El conflicto en sí mismo no es ni bueno ni malo, él es el resultado de la convivencia humana y de los contextos donde se dan las mismas. El conflicto es el resultado natural de que las personas se relacionen, convivan o trabajen juntas. Ellos pueden ser constructivos o destructivos, dependerá de cómo lo manejemos y gestionemos para acentuar lo constructivo/positivo e intentar reducir y eliminar lo destructivo/negativo.

Será constructivo, si soluciona el problema que lo originó y logra resolver los desacuerdos para lograr avanzar en los puntos de atascamiento. Esto conlleva a que las personas obtengan un aprendizaje de la situación y las lleve a otro nivel de desafíos y de cambios. Por otro lado, será destructivo, si no se reconoce o se atienden en cuanto aparecen las primeras señales y se ocultan las fuentes verdaderas de los problemas y por lo tanto, no se toman decisiones o se toman erróneamente, cuando desvían los recursos y energías a temas menos importantes.

Comprender la interdependencia de las relaciones nos coloca en el centro de la resolución de los conflictos. Ninguno de nosotros puede actuar cual “Llanero solitario” en el mundo de la convivencia, pues hacemos cosas con los otros en un gran mecanismo de interacción. Esta interdependencia origina mucho de los conflictos dado que no siempre es fácil hacer las cosas a nuestra manera o como quisiéramos llevarlas a cabo. Muchas de las veces, tenemos que acordar acciones con otros.

De lo anterior se deduce, que cada uno de nosotros tiene percepciones, juicios, necesidades, ideas, deseos, objetivos, intereses y conductas que pueden resultar incompatibles con los de las demás personas con las que entramos en contacto.

Existen tantas diferencias entre las personas como personas habitan el mundo; cada una presenta expectativas, valores, creencias, actitudes, personalidad que la distingue de otra y que hace muy difícil llegar acuerdos en las mismas acciones y situaciones concretas. También se presentan diferencias en los estilos y canales de comunicación que muchas veces, se rompen o nuestros mensajes son malinterpretados, siendo caldo de cultivo para originar conflictos.

Y aquí entra una competencia o maestría fundamental para resolver los conflictos entre las personas, la de saber escuchar.
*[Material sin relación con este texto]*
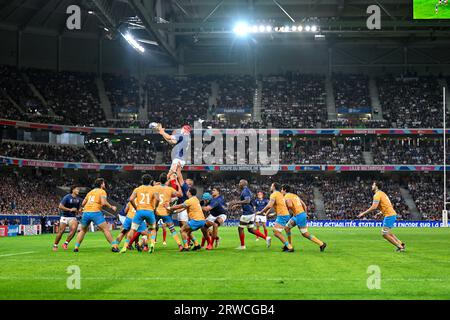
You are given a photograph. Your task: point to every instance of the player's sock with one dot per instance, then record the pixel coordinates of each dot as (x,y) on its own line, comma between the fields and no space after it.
(259,234)
(242,238)
(315,240)
(135,237)
(195,241)
(288,245)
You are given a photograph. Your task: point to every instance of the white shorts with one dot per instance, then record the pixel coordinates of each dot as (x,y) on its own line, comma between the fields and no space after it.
(67,220)
(176,162)
(182,216)
(261,219)
(247,221)
(213,219)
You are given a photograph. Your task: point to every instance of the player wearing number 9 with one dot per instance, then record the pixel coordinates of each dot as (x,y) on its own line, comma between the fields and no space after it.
(92,205)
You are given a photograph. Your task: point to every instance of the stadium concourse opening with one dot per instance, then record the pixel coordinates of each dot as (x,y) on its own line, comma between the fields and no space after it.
(263,138)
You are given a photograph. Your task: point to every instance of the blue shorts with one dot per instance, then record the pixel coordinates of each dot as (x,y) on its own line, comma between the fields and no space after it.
(300,220)
(127,225)
(96,217)
(196,224)
(144,215)
(165,219)
(283,220)
(388,222)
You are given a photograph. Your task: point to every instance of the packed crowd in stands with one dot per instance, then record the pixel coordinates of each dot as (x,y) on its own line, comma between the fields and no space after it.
(236,91)
(363,124)
(345,198)
(28,194)
(175,102)
(412,101)
(408,151)
(122,92)
(302,151)
(126,151)
(294,101)
(427,193)
(72,98)
(44,152)
(71,95)
(351,91)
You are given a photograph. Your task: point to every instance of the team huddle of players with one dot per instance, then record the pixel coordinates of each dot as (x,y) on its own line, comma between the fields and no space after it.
(169,195)
(158,200)
(441,2)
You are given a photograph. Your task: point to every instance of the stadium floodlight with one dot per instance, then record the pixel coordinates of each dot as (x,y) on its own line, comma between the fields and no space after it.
(132,42)
(241,29)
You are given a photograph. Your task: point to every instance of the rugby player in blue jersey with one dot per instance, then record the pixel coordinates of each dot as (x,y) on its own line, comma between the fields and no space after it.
(259,203)
(248,215)
(215,206)
(69,207)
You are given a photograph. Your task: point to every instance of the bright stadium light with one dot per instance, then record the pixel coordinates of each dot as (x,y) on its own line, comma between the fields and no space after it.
(132,41)
(241,29)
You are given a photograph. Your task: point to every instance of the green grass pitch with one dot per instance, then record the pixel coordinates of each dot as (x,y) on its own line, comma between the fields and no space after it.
(425,9)
(30,270)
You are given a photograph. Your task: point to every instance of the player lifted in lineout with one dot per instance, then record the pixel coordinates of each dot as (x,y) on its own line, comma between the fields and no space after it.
(180,140)
(248,217)
(381,201)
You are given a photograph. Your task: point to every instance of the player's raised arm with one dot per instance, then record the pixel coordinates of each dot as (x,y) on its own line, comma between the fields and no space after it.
(105,203)
(267,207)
(373,207)
(132,198)
(169,138)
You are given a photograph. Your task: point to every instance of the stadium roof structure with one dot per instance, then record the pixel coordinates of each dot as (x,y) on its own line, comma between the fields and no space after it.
(170,26)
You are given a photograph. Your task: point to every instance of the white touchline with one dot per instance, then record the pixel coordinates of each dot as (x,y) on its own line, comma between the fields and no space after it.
(16,254)
(226,280)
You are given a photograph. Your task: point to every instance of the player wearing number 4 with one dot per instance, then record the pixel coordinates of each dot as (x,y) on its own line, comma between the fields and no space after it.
(298,210)
(166,193)
(92,212)
(381,201)
(144,199)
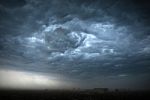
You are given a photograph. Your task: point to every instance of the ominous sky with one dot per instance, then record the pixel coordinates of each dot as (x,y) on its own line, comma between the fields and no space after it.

Saber escuchar es una de las claves de resolución de conflictos de manera constructiva; esto requiere que más que la otra persona nos escuche, es si nosotros escuchamos y comprendemos la perspectiva y punto de vista del otro. Cuando somos nosotros quienes primero escuchamos, casi con seguridad, seremos luego escuchados.

Con esa competencia se crea un ambiente y atmósfera que demuestra un deseo e intención de querer solucionar las cosas y de resolverlas constructivamente. Esto requiere de cuatro condiciones: conocernos a nosotros mismos, escuchar al otro, analizar lo que escuchamos y conocer los obstáculos a superar.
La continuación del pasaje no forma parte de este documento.